20 Nis 2024

Engin Geçtan - Kimbilir?

“Ölüm olmadan yaşamdan söz etmek mümkün değil, karanlık olmadan aydınlığı tanımlayamayacağımız gibi. Ölümden korkarız, çünkü bu korku hayatta kalmamızı sağlar, içgüdüseldir. Ama yaşamdan korktukça, ölüm korkularıyla yaşamayı seçmiş oluruz. Varoluşumuzdan kopuk, sahip olduğumuza kendimizi inandırmaya çalışsak da kendimize ait değilmiş duygusundan kurtulamadığımız bir yaşamı.” (s.18)

“Otto Rank sevgiyi, bir başka insanın istencini kendi istenci kadar sevebilmek olarak tanımlar.” (s.43)

“İnsanlara kendi acısından daha değerli gelen bir şey yoktur. Onu kaybetmekten korkarlar. Onu başlarına inen kırbaç darbeleri gibi hissederken bir yandan da onunla dost olurlar, çünkü acının açtığı yaralar onlara güvence sağlar.” Ugo Betti (s.46)

“İlişkilerdeki sorunlar ilişkisizlikten kaynaklanır.” (s.48)

“İnsanın ancak, ana-babasını kendi dünyaları olan ayrı varlıklar olarak görmeyi başarabildiğinde gerçek anlamda yetişkin sayılabileceğini düşünüyorum. Bunu başarabilmenin kolay olmadığını bilerek. Çünkü her insanın bir önceki kuşaktan bazı alacakları tahsil edilemeden kalıyor.

Gerçek anlamda yetişkin bir benlik oluşmadıkça, geçmişin alacakları karşı cins ilişkilerinde, hatta dostluklarda tahsil edilmek isteniyor. Bazen kısır döngülerde sıkışıp kalmamıza neden olarak.” (s.55)

“Albert Einstein, düş gücü bilgiden daha önemlidir, demişti, mantıklı düşünceye tapınan bilge eskilerinin aşağıladığı düş gücü için. çocuklara yasaklanmış, büyüklerde yadırganmış düş gücü. Afrika kökenli Amerikalılar “Konuşan herkes şarkı söyleyebilir,” derler, sarhoş olmaya ya da duşa girmeye gerek olmadan. Dans yaşamın ritmini yakalamayı tanımlar. Başkalarının koreografisini ya da moda figürleri izlemeyen, koreografın insanın yine kendisi olduğu dansı kastediyorum. Kozmosun dansıyla buluşma mucizesinin anahtarı yalnızca insanın kendinde olduğundan. Hepimiz her gece olağanüstü hikayeler yazarız düşlerimizde, genellikle başroldeyizdir, bazen seyirci. Geçmişin bitmemiş hesaplarından geleceğin provasına dek değişebilen bu hikayeler, günlük yaşamımız içe dönükse dışa dönük, dışa dönük bir dönem yaşıyorsak içe dönük olurlar.” “(s.59)
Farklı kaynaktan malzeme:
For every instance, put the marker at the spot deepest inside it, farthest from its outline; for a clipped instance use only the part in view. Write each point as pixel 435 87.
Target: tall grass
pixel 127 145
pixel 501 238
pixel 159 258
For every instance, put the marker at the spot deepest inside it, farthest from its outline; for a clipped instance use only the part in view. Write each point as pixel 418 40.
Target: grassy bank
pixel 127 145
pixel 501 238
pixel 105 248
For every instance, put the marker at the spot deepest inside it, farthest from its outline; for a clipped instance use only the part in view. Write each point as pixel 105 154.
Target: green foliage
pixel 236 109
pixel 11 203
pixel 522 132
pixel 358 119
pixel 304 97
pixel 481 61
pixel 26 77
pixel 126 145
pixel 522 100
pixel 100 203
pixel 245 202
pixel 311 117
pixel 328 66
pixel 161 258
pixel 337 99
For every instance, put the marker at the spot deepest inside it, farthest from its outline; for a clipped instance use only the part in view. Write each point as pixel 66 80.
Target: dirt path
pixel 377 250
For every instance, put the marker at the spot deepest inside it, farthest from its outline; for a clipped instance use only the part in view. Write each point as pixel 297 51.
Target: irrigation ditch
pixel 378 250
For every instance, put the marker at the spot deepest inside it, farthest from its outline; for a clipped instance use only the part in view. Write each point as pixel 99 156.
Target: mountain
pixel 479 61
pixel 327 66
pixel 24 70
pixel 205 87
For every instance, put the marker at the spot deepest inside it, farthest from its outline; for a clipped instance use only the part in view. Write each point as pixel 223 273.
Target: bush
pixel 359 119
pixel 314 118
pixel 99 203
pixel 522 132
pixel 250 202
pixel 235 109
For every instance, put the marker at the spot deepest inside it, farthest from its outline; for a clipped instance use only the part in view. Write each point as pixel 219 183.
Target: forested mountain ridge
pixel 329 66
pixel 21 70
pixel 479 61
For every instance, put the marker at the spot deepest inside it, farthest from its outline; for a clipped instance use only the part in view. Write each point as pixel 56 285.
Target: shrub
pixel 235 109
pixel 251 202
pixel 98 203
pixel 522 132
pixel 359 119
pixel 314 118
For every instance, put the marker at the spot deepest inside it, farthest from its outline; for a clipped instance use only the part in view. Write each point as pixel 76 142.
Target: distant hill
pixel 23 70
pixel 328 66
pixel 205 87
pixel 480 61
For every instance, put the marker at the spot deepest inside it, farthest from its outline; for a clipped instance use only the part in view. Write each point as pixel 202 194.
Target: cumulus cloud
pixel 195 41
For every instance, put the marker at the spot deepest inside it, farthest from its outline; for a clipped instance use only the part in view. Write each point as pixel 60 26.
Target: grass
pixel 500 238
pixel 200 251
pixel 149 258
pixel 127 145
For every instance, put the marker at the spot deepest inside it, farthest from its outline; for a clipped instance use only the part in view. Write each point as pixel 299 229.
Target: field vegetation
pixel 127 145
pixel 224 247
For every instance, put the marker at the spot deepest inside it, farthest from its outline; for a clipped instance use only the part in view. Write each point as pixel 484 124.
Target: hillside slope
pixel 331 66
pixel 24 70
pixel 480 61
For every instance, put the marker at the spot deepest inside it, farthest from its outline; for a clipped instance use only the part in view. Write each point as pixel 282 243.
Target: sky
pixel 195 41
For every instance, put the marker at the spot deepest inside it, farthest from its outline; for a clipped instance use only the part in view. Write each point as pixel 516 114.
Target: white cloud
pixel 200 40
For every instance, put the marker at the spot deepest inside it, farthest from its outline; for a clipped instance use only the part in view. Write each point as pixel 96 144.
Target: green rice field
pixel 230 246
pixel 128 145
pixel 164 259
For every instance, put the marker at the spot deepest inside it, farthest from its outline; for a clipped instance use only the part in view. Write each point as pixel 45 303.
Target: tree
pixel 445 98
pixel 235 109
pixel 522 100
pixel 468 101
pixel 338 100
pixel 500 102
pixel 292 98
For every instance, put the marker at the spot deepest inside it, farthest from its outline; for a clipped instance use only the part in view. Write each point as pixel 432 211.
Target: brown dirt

“Otto Rank’ın tanımladığı kişilik tiplerinden “sanatkar”, içinde yaşadığı durumda etkin olabileceği en uygun tepkiyi verebilen kişidir. Rank’ın “sanatkar”ının, sanat yapıları yaratan insanları tanımlamadığını anlamışsınızdır. Hatta, “sanatkar”, biçimsel olarak sıradan bir yaşam sürdüren biridir çoğu kez. Rank sanatkarı tanımlarken, saygı duyduğunu açıkça belli ettiği, kendi yaşamını yaratabilen insanları anlatır. Sanatkar hangi durumlarda nasıl davranılması gerektiğini tanımlayan yönergeler kullanmaz, rehberi kendi yüreğidir, yaşam dansının koreografı da kendisi.” (s.59)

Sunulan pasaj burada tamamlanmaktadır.